I know what you're thinking... menu boards are for the extremely organized and people with ample time on their hands. The truth is, I'm NOT very organized and time is usually not on my side. I do my best, but organization can easily get away from this working mom.
Growing up, my mom always kept a weekly menu in a journal in the kitchen, planning meals for the week on Sundays. I never really appreciated this until I had my own family and was at a complete loss for meal planning. She always told me to make lists and plan my menu, but as many things do, this went in one ear and out the other. Until one day, it finally clicked that she was onto something -- and it only took 36 years!
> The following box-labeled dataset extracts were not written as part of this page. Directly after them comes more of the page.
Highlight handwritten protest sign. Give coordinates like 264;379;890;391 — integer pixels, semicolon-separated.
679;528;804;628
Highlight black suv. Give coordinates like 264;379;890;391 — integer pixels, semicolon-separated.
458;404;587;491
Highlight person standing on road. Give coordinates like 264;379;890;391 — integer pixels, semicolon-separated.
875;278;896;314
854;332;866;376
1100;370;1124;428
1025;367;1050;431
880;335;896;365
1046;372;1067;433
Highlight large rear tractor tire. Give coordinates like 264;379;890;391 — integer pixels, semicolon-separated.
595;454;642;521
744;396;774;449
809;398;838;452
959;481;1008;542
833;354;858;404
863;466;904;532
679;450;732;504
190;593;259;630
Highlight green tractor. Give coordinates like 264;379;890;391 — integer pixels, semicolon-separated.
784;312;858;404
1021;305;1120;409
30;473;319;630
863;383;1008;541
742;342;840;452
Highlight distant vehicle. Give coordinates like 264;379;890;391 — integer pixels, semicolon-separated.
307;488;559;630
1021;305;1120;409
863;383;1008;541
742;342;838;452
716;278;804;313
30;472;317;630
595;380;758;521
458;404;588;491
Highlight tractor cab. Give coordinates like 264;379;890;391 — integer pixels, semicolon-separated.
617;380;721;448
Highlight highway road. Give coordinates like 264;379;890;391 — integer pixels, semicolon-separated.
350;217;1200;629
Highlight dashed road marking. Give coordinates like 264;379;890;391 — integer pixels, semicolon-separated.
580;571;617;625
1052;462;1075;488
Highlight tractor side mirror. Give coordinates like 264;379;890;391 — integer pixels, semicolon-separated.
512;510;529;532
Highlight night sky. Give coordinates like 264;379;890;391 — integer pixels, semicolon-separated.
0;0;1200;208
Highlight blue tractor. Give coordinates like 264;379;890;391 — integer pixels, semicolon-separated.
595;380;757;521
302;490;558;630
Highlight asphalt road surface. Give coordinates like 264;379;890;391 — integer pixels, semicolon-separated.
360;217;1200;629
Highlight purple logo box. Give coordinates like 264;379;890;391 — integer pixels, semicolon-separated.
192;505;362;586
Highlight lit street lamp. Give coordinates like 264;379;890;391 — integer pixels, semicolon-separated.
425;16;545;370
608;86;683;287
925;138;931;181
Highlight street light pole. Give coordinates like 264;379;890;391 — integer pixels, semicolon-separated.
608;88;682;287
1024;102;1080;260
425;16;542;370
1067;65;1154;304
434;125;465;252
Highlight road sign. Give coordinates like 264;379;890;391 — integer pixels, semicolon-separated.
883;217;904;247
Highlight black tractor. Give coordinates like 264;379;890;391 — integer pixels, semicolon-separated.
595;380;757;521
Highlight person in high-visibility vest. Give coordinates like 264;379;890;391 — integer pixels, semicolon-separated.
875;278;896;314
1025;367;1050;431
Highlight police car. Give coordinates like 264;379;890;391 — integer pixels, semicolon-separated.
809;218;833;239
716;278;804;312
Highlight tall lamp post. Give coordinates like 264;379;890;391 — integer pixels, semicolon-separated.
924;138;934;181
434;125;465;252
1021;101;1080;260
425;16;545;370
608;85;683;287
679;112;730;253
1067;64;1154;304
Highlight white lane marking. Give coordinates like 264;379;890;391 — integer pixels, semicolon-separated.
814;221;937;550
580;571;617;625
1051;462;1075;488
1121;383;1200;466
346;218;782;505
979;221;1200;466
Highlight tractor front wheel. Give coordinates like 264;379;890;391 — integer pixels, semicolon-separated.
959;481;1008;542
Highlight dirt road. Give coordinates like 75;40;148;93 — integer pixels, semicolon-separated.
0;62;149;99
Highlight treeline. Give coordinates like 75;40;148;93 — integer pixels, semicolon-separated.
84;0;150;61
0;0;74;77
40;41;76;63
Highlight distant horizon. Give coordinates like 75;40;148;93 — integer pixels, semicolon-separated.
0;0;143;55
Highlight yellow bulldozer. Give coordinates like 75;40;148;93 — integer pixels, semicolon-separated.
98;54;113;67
I started my menu board two years ago when I was frustrated at the end of the day and had no idea what to make for dinner. Here I was, the founder of an organic food company, and I was making eggs and toast or grilled cheese again (granted, they were pretty gourmet grilled cheeses!)
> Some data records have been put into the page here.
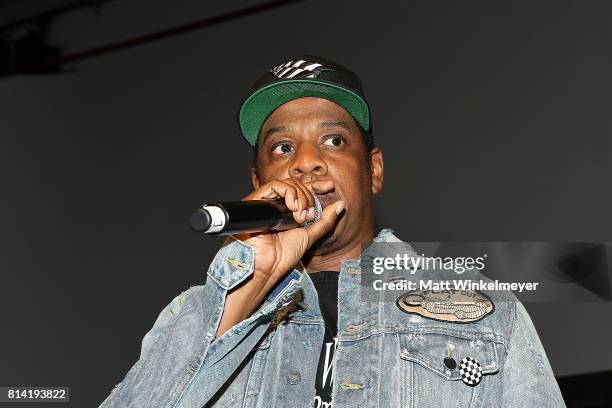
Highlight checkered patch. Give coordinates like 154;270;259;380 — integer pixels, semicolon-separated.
459;357;482;387
270;60;323;79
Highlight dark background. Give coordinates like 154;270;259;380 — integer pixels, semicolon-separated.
0;0;612;407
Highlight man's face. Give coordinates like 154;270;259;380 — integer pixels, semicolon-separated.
252;97;383;254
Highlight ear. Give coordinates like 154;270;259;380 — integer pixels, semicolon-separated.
370;147;385;194
251;167;259;190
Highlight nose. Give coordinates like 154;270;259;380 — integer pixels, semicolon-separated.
289;143;327;177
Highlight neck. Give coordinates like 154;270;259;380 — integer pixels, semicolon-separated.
302;228;374;273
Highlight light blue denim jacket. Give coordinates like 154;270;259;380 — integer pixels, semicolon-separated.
101;230;565;408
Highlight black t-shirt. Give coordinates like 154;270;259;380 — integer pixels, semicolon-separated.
310;271;340;408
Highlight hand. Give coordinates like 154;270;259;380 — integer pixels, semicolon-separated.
217;178;346;336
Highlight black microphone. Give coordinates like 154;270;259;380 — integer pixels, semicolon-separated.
189;196;322;235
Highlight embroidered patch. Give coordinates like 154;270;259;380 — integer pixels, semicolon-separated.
396;290;495;323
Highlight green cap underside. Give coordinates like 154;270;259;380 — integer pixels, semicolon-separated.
239;79;370;146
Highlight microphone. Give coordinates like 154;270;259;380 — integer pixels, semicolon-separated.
189;196;322;235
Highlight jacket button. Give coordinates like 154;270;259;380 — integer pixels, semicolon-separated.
287;370;302;385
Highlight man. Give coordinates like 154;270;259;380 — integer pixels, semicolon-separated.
102;55;564;407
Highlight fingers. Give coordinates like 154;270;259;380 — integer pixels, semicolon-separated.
305;200;346;248
243;180;299;211
283;179;314;224
243;178;318;224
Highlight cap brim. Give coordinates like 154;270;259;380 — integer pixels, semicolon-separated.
239;79;370;146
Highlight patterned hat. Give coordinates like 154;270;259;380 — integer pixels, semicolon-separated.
238;55;371;146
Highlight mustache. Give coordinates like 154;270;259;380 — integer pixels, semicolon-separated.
317;192;339;209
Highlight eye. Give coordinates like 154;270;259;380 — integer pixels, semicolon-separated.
272;142;294;154
323;135;344;147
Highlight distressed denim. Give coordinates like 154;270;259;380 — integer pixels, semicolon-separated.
101;230;565;408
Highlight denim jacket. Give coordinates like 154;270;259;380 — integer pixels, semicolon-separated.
101;230;565;408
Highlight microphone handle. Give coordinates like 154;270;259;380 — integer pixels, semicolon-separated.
190;199;299;235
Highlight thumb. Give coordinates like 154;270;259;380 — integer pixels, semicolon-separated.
306;200;346;248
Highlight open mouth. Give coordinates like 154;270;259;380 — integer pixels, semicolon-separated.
317;193;338;209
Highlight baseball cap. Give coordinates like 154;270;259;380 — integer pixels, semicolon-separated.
238;55;371;146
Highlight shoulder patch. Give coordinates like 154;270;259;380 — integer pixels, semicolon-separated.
396;290;495;323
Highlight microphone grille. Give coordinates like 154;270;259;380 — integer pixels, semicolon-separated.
302;195;323;227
It's now one of my favorite additions to the kitchen, even adding a little bistro flair to the decor! The best part of the planned menu is getting the kids involved. They love to contribute and be a part of the decision-making process.
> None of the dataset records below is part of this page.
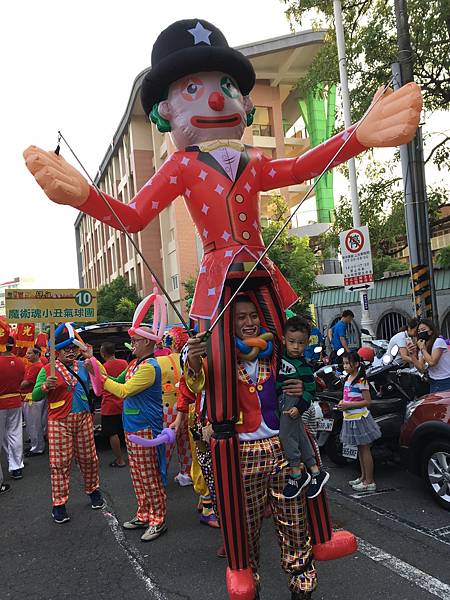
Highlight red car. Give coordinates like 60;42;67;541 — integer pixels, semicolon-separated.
400;391;450;510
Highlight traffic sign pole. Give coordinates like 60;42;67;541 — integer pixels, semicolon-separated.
333;0;375;340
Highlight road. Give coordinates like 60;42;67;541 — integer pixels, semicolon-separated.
0;436;450;600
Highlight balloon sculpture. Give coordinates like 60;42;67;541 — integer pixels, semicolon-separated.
52;323;87;352
24;19;422;600
87;280;167;398
129;427;177;447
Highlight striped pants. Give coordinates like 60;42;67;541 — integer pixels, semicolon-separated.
241;436;317;593
0;408;23;483
125;429;166;525
188;404;210;496
48;412;100;506
198;270;285;570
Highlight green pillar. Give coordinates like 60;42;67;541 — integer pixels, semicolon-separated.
299;85;336;223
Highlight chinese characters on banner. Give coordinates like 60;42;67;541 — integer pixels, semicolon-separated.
339;225;374;292
5;289;97;323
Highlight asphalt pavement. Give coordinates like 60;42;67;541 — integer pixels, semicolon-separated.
0;436;450;600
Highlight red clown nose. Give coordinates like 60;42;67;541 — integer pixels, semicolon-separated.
208;92;225;111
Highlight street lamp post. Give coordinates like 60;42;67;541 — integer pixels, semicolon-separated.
333;0;375;340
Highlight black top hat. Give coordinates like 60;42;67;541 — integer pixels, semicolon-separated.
141;19;255;115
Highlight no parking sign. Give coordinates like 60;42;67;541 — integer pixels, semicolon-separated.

Every Sunday, I pull out one cookbook and have them go through it to choose things that sound good to them. They each get to pick one night, and we do a kids' choice bonus night (which usually ends up being pizza). They even like to help cook on their chosen nights, which allows us quality time together.
Having a well-stocked pantry and fridge/freezer also helps. I go through both, see what is available and pull together the rest of the week. I usually work with what I have (plus a few extras), try to be creative and come up with healthy and quick meals I know my kids will like, or at least try.
Once the board is up, I am accountable to it and the kids look forward to the meals they love.
I picked up my chalkboard and shelf at IKEA for $20 and it has quickly become a conversation piece among my guests!
I want to know! What are your tips for weekly menu planning?